Some ideas don’t arrive suddenly - they grow quietly over years
The four of us spent long stretches inside the familiar circles of teaching, training, and work. Those circles were wide enough to feel comfortable, but not wide enough to spark the change we wished to see. We realised that learning itself was trapped in a loop: fast, crowded, predictable, and losing its human pace. That realisation became the seed for Open Circle.
We are four friends who began on the same college campus, wandered into different worlds, and eventually found our way back to one another. Two of us come from academia, one from law and public service, and one from business. Different paths, different pressures, but a shared belief that learning could – and should – feel more alive.
Open Circle is the space we created to bring that belief to life. A space where learning slows down enough to sink in, where nature becomes part of the classroom, and where experiences matter as much as outcomes. Here, green meets blue, structure meets spontaneity, and ideas meet real-world practice.
Most of all, it is a space built by friends who still enjoy thinking, creating, and imagining together – reimagining learning for a media-rich, fast-moving world, and opening the circle so that others can join in.
How Circle lines opened up!
It began the way most good things at Open Circle – A Transformational Training House begin: slowly, warmly, and with a sense of play. There were no hurried deadlines, no pressure to “finalise something”; instead, there were long sits, relaxed calls, and chats that wandered the way real conversations about learning often do.

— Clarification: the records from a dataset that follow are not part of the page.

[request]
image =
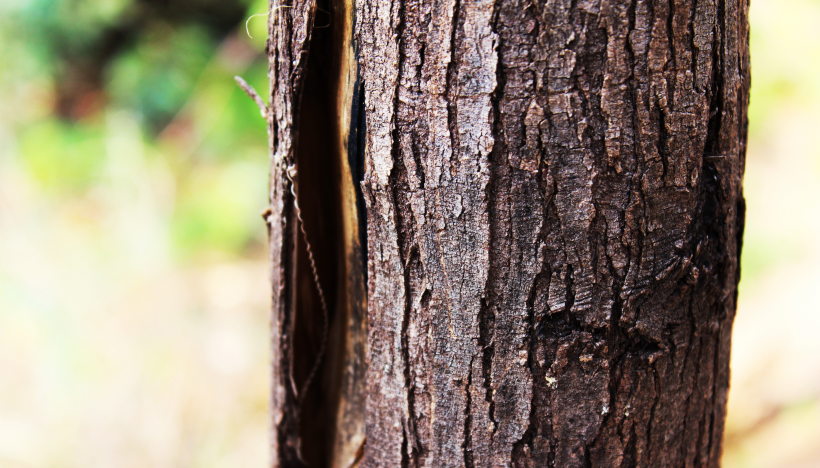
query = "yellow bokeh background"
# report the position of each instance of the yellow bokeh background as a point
(133, 272)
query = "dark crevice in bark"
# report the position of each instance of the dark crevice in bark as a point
(405, 459)
(466, 445)
(452, 80)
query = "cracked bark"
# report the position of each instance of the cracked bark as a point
(554, 216)
(554, 213)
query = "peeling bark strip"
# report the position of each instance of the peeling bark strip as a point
(554, 217)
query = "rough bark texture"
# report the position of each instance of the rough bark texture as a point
(554, 219)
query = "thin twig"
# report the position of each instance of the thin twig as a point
(253, 95)
(272, 10)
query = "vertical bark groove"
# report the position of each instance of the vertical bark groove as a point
(567, 176)
(553, 202)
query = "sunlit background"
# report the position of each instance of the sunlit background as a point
(133, 278)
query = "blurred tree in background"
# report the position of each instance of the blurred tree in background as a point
(133, 295)
(133, 283)
(78, 72)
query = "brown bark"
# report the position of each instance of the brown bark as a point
(553, 214)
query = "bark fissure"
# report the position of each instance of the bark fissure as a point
(554, 209)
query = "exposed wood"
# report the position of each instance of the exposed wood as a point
(553, 247)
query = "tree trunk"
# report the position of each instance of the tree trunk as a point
(551, 197)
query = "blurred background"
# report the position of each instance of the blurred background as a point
(133, 277)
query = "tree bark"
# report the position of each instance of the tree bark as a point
(552, 194)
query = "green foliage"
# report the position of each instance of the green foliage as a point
(70, 65)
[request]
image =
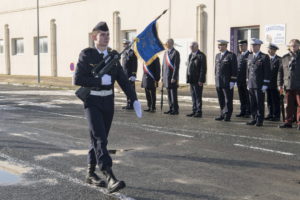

At the heart of these conversations was a simple thought: learning and living are not two separate journeys – they are the same circle, drawn again and again with deeper meaning each time.
Why Circles?
Circles kept returning to the discussion like an instinct. Circles speak of completeness, of cycles, of the way we revisit ideas, experiences, and relationships.
They repeat, but never mechanically. They look the same, but each loop carries a new layer of understanding. Just like life. Just like learning.
And so the circle became the soul of the logo.
Why Many Circles, Not One?
The Open Circle approach is not a single stroke. It is many strokes woven together –
the learner’s curiosity, the mentor’s guidance, the environment’s influence, the community’s energy.
As the design evolved, two sets of circles began to overlap and flow into one another.
This interlacing became the visual metaphor for the interconnectedness of living and learning. The logo stopped being a symbol and began to feel like a movement.
Why These Colours?
The choice of colours was deliberate:
Teal – the colour of growth, reflection, calm thinking, and intellectual honesty
Amber/yellow – the colour of warmth, conversation, optimism, and human connection
Together, they communicate what Open Circle stands for:
growth with warmth, structure with openness, learning with joy.
What the Final Logo Signifies
When the circles settled into their final form, what emerged, more than a design, became a story in itself:
- Two circles, two journeys – living and learning
- Interwoven lines – experiences influencing each other
- Continuous loops – repetition, reflection, refinement
- Open ends – an invitation to join, explore, and grow
- A balanced centre – where clarity, capability, and confidence meet
- It is not a closed circle.
- It is not a perfect one either.
- It is an open circle-alive, evolving, expanding.
- Exactly like the people who walk into this space.